Mais comment font les sondeurs ? Car au Mée-sur-Seine, commune populaire de 20 000 habitants en périphérie de Melun, la préfecture de Seine-et-Marne, la seule certitude, c’est qu’il n’y a plus de certitudes. Ni sur les destins individuels ni sur la vie collective. Même pas sur les prochaines vacances. Encore moins sur des scrutins ou sur le devenir des hommes et femmes politiques qui nous gouvernent. Les vagues successives du Covid-19 ont bouleversé les vies, les couples, les familles, les habitudes, les représentations, les opinions. Alors, l’élection…
Le Mée-sur-Seine est une ville moyenne, mélange de quartiers HLM et de pavillons, commune discrète de Seine-et-Marne, avant-dernière station sur la ligne du RER D – autant de raisons de s’y arrêter pour prendre le pouls de la société française, douze mois avant l’élection présidentielle. Le maire s’appelle Franck Vernin, il a 60 ans, agent de voyage dans sa vie professionnelle, élu centriste (UDI) d’une ville qui avait placé Jean-Luc Mélenchon largement en tête du premier tour de la présidentielle, en 2017, et où Emmanuel Macron avait bénéficié du front républicain au second, pour atteindre près de 70 % des voix face à Marine Le Pen.
On suit le maire dans sa permanence hebdomadaire. Une quinzaine d’habitants font la queue, comme chaque mercredi, pour demander des aides, des conseils, des emplois, des logements ou venir se plaindre de leurs voisins. « Les gens sont plus irritables et supportent moins les petites difficultés de la vie quotidienne.
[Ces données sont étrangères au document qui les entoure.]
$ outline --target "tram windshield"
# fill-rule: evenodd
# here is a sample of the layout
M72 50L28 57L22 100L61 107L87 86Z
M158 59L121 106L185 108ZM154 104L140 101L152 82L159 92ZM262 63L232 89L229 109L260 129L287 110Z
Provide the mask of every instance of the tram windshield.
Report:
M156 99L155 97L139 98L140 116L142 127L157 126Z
Il faut laisser la parole sortir, jusqu’au bout, même si c’est long. Ensuite, seulement, on peut commencer à parler. Quand j’étais plus jeune, je ne savais pas, et je disais trop vite ce que je pensais, j’étais tellement convaincu d’avoir raison », raconte Franck Vernin, arrivé à vélo au rendez-vous.
La fragilité démocratique se mesure à la colère de ceux qui s’expriment. Mais aussi au silence de ceux qui ne prennent pas la parole. Ou ne la prennent plus. « Je crains le retour à la vie normale. On a mis le couvercle sur la Cocotte-Minute, que se passera-t-il quand on soulèvera le couvercle ? Chacun va revenir avec ses propres revendications ? », interroge le maire, désolé de devoir se passer des réunions de quartier et des rencontres publiques, ces moments où les élus se font souvent critiquer, mais où s’exprime, tant bien que mal, une forme de bien commun.
Les cultes souffrent aussi
Les lieux habituels qui font les conversations publiques ont disparu. Il n’y a plus de pot avec le verre de l’amitié, à l’issue des assemblées générales des associations (170 dans la ville). Il n’y a plus de cérémonie des anciens combattants, et les repas des retraités ont été annulés les uns après les autres. Il n’y a plus de tournoi de foot ou de pétanque, et de buvette pour refaire les matchs, sportifs et politiques. Il y a deux fois moins de mariages célébrés par le maire ces douze derniers mois – c’est au bas mot quarante fêtes en moins par an. Il n’y a même plus de gigot-bitume, cette coutume du BTP consistant à cuire (longuement) la viande dans l’enrobé bouillant pour fêter la fin d’un chantier. Restent les réseaux sociaux, cette drogue douce que tout le monde dénonce, fustige, condamne, mais continue de pratiquer à tous les âges.